Holiday Fun: Debugging a Home Network with Loggly

By Hoover J. Beaver 06 Jan 2015

After a recent rainstorm with accompanying 40+mph wind gusts, I was having intermittent Internet connectivity problems. There were days went connectivity would drop for 20-30 seconds dozens of times. Then there would be stretches of perfectly solid connectivity. After turning off some extra devices and access points to simplify the LAN, there was some improvement, but it wasn’t perfect. It was time to start getting serious about debugging the issue, and the Christmas holiday provided the time necessary to put things in place. I had hoped for more time away from my day job running technical operations at Loggly, but luckily I had the skills and the log management service to get the debugging done quickly.

Looking at the logs on the home router, I quickly discovered that it had been rebooting itself. How often was impossible to tell, since the old logs were wiped at each reboot. I needed to get the logs from this router and a few other devices in one place so I could nail down what was going wrong. This necessitated configuring the only spare machine I had lying around; an old Aluminum MacBook Pro with OS X 10.4 installed.
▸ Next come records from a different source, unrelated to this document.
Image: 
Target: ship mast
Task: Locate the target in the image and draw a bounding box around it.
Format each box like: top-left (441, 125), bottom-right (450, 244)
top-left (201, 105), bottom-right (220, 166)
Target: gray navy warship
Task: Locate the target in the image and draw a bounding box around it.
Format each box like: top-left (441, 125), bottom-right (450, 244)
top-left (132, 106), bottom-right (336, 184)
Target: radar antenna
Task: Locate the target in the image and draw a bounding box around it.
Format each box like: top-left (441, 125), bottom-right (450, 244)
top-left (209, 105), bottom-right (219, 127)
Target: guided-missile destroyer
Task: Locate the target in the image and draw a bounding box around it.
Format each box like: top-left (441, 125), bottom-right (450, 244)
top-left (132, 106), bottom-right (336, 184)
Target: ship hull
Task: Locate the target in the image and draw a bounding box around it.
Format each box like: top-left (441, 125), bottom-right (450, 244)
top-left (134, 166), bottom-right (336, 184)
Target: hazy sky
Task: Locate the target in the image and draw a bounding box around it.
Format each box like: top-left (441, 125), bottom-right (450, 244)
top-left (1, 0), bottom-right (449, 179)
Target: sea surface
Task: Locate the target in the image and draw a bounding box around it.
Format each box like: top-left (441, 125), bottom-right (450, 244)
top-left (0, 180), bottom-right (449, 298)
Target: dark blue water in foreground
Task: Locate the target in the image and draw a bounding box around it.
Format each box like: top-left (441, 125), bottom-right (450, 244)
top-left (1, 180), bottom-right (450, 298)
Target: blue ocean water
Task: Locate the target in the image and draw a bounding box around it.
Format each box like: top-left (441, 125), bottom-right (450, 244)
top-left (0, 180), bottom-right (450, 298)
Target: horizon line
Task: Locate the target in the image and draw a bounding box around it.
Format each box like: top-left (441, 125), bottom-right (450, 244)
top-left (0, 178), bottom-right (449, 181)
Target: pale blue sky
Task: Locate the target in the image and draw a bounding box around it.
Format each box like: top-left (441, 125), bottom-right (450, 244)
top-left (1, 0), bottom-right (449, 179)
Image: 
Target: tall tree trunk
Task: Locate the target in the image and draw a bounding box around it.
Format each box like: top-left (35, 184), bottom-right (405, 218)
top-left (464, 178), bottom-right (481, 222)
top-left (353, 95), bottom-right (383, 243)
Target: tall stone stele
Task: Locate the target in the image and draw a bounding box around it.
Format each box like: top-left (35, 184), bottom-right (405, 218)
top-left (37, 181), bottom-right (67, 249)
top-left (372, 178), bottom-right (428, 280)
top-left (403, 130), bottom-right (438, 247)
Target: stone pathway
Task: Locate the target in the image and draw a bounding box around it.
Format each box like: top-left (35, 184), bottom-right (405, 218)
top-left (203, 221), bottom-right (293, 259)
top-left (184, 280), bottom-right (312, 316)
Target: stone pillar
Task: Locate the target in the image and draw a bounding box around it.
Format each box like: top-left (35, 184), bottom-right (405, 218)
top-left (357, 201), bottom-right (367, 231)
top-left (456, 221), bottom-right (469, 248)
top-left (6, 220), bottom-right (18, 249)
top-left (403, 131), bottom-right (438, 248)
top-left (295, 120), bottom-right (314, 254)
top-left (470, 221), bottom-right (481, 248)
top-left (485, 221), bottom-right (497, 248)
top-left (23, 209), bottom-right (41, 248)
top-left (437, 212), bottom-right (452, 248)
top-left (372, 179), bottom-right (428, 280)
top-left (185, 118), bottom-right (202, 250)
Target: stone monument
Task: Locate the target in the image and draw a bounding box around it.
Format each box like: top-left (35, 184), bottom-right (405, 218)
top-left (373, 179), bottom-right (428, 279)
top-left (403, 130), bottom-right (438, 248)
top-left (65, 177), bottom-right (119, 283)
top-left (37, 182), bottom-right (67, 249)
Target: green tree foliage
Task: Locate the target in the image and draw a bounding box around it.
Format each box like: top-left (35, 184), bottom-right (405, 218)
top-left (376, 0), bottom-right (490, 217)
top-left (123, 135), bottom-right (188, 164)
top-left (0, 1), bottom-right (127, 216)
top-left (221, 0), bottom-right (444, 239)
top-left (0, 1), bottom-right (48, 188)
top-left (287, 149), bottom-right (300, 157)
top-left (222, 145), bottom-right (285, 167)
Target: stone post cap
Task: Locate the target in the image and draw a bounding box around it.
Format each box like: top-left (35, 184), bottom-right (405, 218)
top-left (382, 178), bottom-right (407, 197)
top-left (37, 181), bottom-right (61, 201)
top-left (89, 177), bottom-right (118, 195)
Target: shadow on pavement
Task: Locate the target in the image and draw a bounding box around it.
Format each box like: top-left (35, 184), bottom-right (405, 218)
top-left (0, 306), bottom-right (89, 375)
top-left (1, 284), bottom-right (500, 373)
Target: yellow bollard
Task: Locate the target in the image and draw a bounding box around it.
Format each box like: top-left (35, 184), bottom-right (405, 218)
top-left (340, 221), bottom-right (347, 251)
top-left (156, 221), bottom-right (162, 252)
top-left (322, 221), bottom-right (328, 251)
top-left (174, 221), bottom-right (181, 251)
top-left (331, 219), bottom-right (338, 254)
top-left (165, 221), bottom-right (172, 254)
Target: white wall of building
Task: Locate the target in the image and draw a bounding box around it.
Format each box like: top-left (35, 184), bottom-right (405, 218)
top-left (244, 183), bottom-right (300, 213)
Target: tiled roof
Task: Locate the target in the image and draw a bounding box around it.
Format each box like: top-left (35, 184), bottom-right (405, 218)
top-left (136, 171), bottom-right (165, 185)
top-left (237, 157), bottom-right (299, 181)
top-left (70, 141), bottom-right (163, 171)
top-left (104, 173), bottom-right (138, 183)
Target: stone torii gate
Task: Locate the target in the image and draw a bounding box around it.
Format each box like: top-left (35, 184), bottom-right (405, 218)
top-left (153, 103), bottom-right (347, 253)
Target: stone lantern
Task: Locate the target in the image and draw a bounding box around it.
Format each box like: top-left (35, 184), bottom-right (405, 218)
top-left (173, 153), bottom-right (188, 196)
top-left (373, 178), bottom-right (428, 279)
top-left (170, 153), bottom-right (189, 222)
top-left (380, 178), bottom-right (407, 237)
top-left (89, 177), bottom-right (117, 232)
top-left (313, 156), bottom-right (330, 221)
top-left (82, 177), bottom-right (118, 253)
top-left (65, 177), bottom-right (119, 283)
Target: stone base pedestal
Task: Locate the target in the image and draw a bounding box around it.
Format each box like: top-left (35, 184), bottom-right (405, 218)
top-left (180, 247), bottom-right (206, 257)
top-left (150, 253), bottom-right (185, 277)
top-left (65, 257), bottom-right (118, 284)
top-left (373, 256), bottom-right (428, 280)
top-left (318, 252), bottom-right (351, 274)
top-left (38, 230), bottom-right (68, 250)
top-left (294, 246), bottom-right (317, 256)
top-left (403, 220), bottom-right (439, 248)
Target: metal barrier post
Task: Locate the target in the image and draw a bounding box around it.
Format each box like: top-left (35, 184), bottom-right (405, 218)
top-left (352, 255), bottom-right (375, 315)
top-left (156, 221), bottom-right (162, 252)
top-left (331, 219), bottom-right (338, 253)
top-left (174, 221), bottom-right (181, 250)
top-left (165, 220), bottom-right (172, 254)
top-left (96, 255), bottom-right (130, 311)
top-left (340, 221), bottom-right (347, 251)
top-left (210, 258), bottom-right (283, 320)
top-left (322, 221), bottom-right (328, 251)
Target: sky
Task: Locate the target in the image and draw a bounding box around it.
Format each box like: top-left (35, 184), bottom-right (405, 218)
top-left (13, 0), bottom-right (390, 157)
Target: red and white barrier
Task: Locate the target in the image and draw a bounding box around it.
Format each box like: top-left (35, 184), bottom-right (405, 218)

The setup was fairly trivial, following the basic ideas from a MacWorld OS X Hints article. Once configured, the router setup was updated to pass syslog events to the MacBook. But I didn’t want to just sit there with the logs streaming waiting for something to break. Being able create a simple visual to look at the state of my network would also make quick work of narrowing down which logs to examine. Thankfully, I could pass my events to Loggly and they would provide the tools to visualize and correlate issues.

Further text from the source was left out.